Robert Stephenson, left, with Allen McCool, was awarded the Memphis Chapter of The Appraisal Institute’s Lifetime Achievement Award.
Speaking before a packed audience of 90 real estate professionals, fellow appraiser Allen McCool commended Stephenson’s multi-decade record of service to the Institute and to the appraisal profession in general.
Outgoing chapter president Michelle Alexander and former chapter president Eric Trotz both echoed McCool’s remarks, calling Stephenson “a true pioneer in the industry, always on the cutting edge of technology” and “a great mentor to up-and-coming appraisers.”
A former Air Force missile combat crew commander who spent four years in an underground missile silo, Stephenson entered the appraisal profession in 1972 with the Hunt-Dailey Co. In 1975 he became a partner with James T. Dailey in Dailey, Stephenson & Associates. While there, in 1978, he earned his MAI (Member of the American Institute of Real Estate Appraisers) designation.
In 1994 he left Dailey and formed his own appraisal firm, Stephenson & Associates.
Stephenson served as Memphis chapter president of the Appraisal Institute for two annual terms, in 1988 and again in 1991. He has also served at the national level of the organization on its Governing Council (1990-1991) and its National Board of Directors (1994-1995).

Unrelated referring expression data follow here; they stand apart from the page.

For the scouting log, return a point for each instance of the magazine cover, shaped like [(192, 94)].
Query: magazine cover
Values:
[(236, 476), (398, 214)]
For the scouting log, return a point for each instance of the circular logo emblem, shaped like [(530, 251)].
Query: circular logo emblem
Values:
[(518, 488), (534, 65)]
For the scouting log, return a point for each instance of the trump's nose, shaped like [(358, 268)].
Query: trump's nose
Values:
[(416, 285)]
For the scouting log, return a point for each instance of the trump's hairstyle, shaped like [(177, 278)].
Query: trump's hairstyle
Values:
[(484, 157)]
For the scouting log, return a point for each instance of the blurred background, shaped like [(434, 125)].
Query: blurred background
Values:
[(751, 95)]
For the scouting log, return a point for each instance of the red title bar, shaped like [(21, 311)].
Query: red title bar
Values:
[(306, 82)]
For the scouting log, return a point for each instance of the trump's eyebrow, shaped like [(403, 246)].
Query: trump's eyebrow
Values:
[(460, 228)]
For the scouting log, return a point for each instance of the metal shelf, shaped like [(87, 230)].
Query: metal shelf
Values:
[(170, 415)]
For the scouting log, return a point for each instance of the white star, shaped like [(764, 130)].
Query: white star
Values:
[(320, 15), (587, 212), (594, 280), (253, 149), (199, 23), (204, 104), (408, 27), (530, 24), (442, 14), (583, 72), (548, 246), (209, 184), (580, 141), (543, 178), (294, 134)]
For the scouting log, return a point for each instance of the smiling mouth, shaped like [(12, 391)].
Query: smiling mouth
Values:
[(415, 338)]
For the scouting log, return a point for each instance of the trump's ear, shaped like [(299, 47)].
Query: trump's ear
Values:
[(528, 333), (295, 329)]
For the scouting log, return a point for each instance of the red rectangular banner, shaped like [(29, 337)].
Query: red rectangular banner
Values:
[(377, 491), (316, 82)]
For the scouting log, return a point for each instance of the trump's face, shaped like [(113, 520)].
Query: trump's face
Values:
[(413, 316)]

He has maintained a steady presence as a teacher and lecturer on appraisal practice at the University of Memphis, the Crye-Leike College and nationwide.

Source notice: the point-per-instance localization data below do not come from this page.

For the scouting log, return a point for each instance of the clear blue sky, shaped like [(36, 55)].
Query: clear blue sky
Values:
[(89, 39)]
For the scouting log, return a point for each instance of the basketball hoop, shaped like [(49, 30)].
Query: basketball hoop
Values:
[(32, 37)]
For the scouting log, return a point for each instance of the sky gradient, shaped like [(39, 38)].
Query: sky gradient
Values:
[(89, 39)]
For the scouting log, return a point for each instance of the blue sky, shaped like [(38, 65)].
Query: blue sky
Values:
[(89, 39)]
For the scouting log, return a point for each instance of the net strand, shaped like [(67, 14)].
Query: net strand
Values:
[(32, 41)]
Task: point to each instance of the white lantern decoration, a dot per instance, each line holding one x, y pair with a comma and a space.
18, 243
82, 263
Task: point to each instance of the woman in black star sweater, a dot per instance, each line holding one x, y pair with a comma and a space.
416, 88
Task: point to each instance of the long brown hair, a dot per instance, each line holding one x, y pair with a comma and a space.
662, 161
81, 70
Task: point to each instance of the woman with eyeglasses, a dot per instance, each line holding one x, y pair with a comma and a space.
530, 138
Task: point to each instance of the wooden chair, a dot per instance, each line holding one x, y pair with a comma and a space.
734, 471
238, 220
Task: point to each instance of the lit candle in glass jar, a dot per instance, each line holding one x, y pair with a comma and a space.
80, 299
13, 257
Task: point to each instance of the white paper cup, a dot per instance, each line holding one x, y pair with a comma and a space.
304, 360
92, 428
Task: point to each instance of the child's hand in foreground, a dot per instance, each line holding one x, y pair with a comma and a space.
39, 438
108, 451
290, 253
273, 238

Beyond mentoring and teaching, Stephenson’s reputation as a local innovator in the appraisal field is well-deserved. Perceiving early on an imminent change in the appraisal needs of lenders and Realtors, he licensed an automated appraisal software program in 1993.
By 2002 he had founded his own real-estate software firm, thereby offering lenders and other clients the first automated valuation system in the Memphis region.
Eventually this firm became the provider of real estate data analysis for the Memphis Area Association of Realtors (MAAR). The automated valuation tools developed by Stephenson’s company initially raised eyebrows in the appraisal community but are now seen as invaluable to lenders and Realtors alike.
Former MAAR executive director Jules Wade, who presided over the changes Stephenson’s system brought to that organization, praised Stephenson’s foresight and innovation, saying that when it came to delivering what he had promised, “His word was gold.”
So, have a depressed real estate market and automated valuation signaled the end of the appraisal profession as traditionally seen? Absolutely not, said Stephenson, now well into his fifth decade in the business.
“The 2008 recession thinned the ranks of appraisers, just as it did in the trades – plumbers and electricians, for example,” he said. “So we are now facing what amounts to a labor shortage in a resurgent market, and I see great opportunities ahead for young appraisers.
“This is a profession which will always need boots on the ground to function properly, and with that in mind we are now hiring two new trainees, our first new hires in five years.”